MyVLM: Personalizing VLMs for User-Specific Queries
Authors: Yuval Alaluf, Elad Richardson, Sergey Tulyakov, Kfir Aberman, Daniel Cohen-Or
What
This paper introduces the concept of personalizing vision-language models (VLMs), enabling them to understand and reason about user-specific concepts, such as unique objects and individuals, with a focus on personalized image captioning and visual question answering.
Why
This paper is important because it addresses the limitation of current VLMs in understanding user-specific concepts and proposes a method for personalization, opening up new opportunities for more meaningful and personalized human-computer interaction.
How
The authors propose MyVLM, a method that augments frozen VLMs (BLIP-2 and LLaVA) with concept heads to recognize user-specific concepts in images. It then learns a concept embedding in the VLM’s feature space to guide the language model in incorporating the concept into generated responses, requiring only a few training images.
Result
MyVLM successfully generates personalized captions and answers questions about user-specific objects and individuals in new images, generalizing to unseen contexts.

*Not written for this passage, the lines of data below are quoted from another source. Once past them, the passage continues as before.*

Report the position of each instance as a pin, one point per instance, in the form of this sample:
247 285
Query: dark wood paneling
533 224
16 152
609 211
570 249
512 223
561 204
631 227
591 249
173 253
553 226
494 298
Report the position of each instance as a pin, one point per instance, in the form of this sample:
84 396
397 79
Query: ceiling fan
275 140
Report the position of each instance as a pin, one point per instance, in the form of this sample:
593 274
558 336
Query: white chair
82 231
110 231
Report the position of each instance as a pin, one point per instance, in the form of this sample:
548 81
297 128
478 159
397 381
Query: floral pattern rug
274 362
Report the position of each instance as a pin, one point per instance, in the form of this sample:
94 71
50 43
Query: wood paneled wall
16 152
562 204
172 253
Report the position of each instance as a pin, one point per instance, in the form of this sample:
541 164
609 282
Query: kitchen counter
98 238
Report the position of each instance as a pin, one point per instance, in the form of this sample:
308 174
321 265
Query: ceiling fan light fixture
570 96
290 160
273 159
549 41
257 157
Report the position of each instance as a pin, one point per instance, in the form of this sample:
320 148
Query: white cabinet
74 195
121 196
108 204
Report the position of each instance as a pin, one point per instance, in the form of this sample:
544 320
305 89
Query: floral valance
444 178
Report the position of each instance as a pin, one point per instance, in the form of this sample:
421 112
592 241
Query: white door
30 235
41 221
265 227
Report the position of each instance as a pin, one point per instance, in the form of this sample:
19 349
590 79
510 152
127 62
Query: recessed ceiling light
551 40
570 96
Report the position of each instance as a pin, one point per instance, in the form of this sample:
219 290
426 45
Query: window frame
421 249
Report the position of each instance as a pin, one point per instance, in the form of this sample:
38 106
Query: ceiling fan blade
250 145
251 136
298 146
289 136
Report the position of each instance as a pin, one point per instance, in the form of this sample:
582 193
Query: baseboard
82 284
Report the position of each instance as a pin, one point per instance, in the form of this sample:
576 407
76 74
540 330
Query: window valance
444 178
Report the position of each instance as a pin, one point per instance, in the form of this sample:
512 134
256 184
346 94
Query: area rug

It outperforms several handcrafted baselines, showing improved recall and text similarity, even with few training samples.
LF
Limitations include biases inherent in VLMs, reliance on concept head quality, and potential context leakage during training. Future work includes mitigating these limitations, exploring additional regularization and augmentation techniques, and expanding to new personalized applications.
Abstract
Recent large-scale vision-language models (VLMs) have demonstrated remarkable capabilities in understanding and generating textual descriptions for visual content. However, these models lack an understanding of user-specific concepts. In this work, we take a first step toward the personalization of VLMs, enabling them to learn and reason over user-provided concepts. For example, we explore whether these models can learn to recognize you in an image and communicate what you are doing, tailoring the model to reflect your personal experiences and relationships. To effectively recognize a variety of user-specific concepts, we augment the VLM with external concept heads that function as toggles for the model, enabling the VLM to identify the presence of specific target concepts in a given image. Having recognized the concept, we learn a new concept embedding in the intermediate feature space of the VLM. This embedding is tasked with guiding the language model to naturally integrate the target concept in its generated response. We apply our technique to BLIP-2 and LLaVA for personalized image captioning and further show its applicability for personalized visual question-answering. Our experiments demonstrate our ability to generalize to unseen images of learned concepts while preserving the model behavior on unrelated inputs.